The Grand Place in the centre of Bruges is a good starting point for chocolate explorers


That morning we got a real flavour of the city, and not just its chocolate. We made our way from Sukerbuyc, the oldest family-run chocolate shop with more than 90 varieties of handmade truffles, to Bar Choc, the first chocolate bar in the city; all the while following winding, cobbled streets peppered with gift shops and cafés, and criss-crossed with canals. Bruges is often called the Venice of the North, but it’s a gem in its own right. It has an enchanting medieval feel to it with horse-drawn carriage rides being a great way to see the sights.

By midday we needed to rest our legs, and stomachs. During the festival many of the city’s spas lay on “choco-therapy” treatments. We opted for a facial at Aphrodites, a 10-minute taxi ride north of the city centre. Lying side by side in a lantern-lit room – with rich red fabric draped from the ceiling, a giant golden Buddha sculpture on the wall and instrumental music playing softly – was like being in some Indian boudoir. As our therapists used a steaming device to open our pores, I wondered what on earth Christian was making of it all and so I sneaked a peak at him.

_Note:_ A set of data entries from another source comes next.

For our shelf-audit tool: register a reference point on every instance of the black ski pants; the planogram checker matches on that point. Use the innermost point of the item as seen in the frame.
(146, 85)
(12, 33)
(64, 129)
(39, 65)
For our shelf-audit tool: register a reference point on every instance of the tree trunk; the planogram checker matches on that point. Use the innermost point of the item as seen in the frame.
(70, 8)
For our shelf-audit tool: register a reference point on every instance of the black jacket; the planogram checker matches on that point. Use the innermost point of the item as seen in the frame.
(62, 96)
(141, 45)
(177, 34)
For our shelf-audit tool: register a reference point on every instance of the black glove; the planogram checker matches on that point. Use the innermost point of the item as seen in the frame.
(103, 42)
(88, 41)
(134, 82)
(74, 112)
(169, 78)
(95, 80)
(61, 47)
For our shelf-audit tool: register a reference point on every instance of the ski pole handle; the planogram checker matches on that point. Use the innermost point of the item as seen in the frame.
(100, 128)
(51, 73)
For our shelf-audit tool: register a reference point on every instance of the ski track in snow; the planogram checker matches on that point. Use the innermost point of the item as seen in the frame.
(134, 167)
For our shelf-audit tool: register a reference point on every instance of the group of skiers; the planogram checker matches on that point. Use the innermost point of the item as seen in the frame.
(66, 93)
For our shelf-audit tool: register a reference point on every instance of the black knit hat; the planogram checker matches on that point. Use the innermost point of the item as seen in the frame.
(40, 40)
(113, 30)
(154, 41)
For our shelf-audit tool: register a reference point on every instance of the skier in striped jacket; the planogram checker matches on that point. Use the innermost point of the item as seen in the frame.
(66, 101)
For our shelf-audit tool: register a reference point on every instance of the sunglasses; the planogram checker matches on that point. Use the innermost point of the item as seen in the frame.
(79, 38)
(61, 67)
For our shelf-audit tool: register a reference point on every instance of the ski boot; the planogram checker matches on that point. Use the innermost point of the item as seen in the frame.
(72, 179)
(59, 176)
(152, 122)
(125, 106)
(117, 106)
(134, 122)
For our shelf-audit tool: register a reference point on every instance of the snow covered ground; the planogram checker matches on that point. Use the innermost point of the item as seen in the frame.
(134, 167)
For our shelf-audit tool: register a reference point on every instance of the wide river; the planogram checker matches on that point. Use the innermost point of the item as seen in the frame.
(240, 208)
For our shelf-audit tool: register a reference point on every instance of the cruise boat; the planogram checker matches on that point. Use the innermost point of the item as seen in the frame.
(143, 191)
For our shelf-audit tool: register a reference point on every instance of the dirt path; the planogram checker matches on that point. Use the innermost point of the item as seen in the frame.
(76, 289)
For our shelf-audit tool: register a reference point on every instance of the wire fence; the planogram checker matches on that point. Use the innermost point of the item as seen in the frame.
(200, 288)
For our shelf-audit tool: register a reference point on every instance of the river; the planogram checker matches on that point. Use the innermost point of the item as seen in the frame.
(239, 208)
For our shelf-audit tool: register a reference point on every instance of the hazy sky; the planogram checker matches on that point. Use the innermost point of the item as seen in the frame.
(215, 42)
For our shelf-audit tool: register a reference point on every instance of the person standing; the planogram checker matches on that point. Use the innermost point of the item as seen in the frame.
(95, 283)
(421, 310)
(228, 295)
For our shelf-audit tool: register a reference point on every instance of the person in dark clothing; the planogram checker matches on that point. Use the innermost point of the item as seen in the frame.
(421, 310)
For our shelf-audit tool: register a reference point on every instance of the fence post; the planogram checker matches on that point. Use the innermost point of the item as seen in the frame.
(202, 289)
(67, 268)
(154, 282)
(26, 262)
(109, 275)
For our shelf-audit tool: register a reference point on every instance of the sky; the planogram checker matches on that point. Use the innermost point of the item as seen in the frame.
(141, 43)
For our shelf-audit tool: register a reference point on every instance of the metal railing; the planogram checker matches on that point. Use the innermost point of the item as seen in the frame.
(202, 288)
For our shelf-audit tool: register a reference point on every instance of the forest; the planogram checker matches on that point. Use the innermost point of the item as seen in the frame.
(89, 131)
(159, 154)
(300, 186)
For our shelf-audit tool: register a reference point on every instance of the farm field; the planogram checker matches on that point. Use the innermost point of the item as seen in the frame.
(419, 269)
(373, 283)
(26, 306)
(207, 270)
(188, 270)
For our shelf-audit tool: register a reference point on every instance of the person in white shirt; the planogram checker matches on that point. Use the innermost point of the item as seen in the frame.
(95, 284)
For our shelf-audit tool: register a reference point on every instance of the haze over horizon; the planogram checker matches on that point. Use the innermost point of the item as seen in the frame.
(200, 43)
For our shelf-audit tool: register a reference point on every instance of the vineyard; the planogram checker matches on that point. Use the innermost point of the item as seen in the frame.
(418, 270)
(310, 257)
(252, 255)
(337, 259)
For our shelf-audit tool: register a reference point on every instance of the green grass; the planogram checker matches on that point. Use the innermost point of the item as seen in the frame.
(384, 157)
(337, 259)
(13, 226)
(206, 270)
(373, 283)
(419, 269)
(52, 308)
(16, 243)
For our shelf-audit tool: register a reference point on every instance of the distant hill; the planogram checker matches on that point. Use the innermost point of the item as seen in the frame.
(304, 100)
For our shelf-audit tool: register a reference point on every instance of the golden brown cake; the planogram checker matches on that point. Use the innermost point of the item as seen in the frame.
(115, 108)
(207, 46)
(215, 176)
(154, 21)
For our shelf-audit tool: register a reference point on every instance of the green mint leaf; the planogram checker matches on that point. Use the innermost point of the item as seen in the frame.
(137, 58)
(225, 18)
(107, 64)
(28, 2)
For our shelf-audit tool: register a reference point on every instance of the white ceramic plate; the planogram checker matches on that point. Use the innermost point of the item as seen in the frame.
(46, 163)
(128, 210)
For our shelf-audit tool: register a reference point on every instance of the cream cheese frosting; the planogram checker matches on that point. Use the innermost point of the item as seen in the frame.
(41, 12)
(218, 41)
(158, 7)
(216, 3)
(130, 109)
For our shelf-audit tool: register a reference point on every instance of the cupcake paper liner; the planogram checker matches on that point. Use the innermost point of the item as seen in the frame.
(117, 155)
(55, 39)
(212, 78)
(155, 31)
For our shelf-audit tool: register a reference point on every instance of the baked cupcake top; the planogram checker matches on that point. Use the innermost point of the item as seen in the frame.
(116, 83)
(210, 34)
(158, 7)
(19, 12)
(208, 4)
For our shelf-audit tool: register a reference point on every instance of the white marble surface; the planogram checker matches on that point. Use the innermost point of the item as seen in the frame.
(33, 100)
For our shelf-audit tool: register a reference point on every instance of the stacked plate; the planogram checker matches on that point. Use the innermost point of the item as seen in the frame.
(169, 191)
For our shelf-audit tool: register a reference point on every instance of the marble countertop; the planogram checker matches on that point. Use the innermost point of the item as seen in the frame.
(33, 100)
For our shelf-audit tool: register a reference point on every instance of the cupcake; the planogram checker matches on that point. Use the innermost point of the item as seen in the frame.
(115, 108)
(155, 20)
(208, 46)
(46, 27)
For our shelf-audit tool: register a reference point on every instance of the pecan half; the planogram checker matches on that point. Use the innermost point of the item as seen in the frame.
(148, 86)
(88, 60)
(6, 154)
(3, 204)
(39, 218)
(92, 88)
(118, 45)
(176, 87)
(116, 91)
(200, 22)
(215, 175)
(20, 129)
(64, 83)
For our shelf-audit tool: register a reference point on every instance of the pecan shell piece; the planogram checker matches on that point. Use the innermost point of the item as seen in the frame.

His contented smile said it all.

Next, they massaged our faces with cocoa butter, before applying a warm mask, made from cocoa and orange extract. Our therapists assured us that cocoa, which is rich in vitamin K and antioxidants, does wonders for hydrating skin and healing blemishes (shame eating it doesn’t have quite the same effect). Once suitably pasted, they left us for 25 minutes to relax, though in fact we both fell fast asleep – the rich aromas proving
remarkably soothing.

We were beginning to understand just how seriously Bruges takes its chocolate, and we hadn’t even visited the Choco-Story museum yet. Housed in a grand townhouse, it displays more than 1,000 artefacts showing you how chocolate has developed through the centuries, from its origins in ancient Mayan and Aztec culture to the present day.

We felt, however, a spot of exercise was more in order and instead headed to the 13th-century Belfry tower, Bruges’s most famous landmark, which dominates the main square. We made our way (slowly) up its 366 steps, past the impressive clock mechanism, to the top where the sweeping city views were breathtaking.

It didn’t take long for our sugar cravings to kick in though. Luckily, we had a table booked at Restaurant ’t Zwaantje, one of the 10 restaurants in the city that had created a special chocolate menu to celebrate the festival.

We chose a table by the window, overlooking the terrace and orangery. While the wine list read like an encyclopedia of vintages (200 wines from 15 countries), it was the menu that stole the show. Who would have thought that a chocolate bake with goose liver, ginger and mango could be so delicious? And that was just for starters. The fried scallops on mashed celery with a light cocoa sauce was just as tasty.

“Dessert?” the waitress asked, notepad poised. I looked at Christian with a grin. I’m sure Ronnie Wood would agree, when it comes to Choc’ in Brugge, you definitely get Satisfaction.

GETTING THERE: Choc’ in Brugge runs until March 13. Details: 020 7307 7738/www.visitflanders.co.uk.

Bonifacius (from UK: 00 32 50 49 00 49/www.bonifacius.be) offers suites from £175 per night (two sharing), B&B.

Eurostar (08705 186 186/www.eurostar.com) offers return travel from London St Pancras International to Bruges (via Brussels) from £59. Aphrodites (50 35 23 84/www.aphrodites.be); chocolate facial £45. Restaurant ’t Zwaantje (473 71 25 80/www.hetzwaantje.be); mains from £16. Chocolate walking tour is bookable locally, £7pp.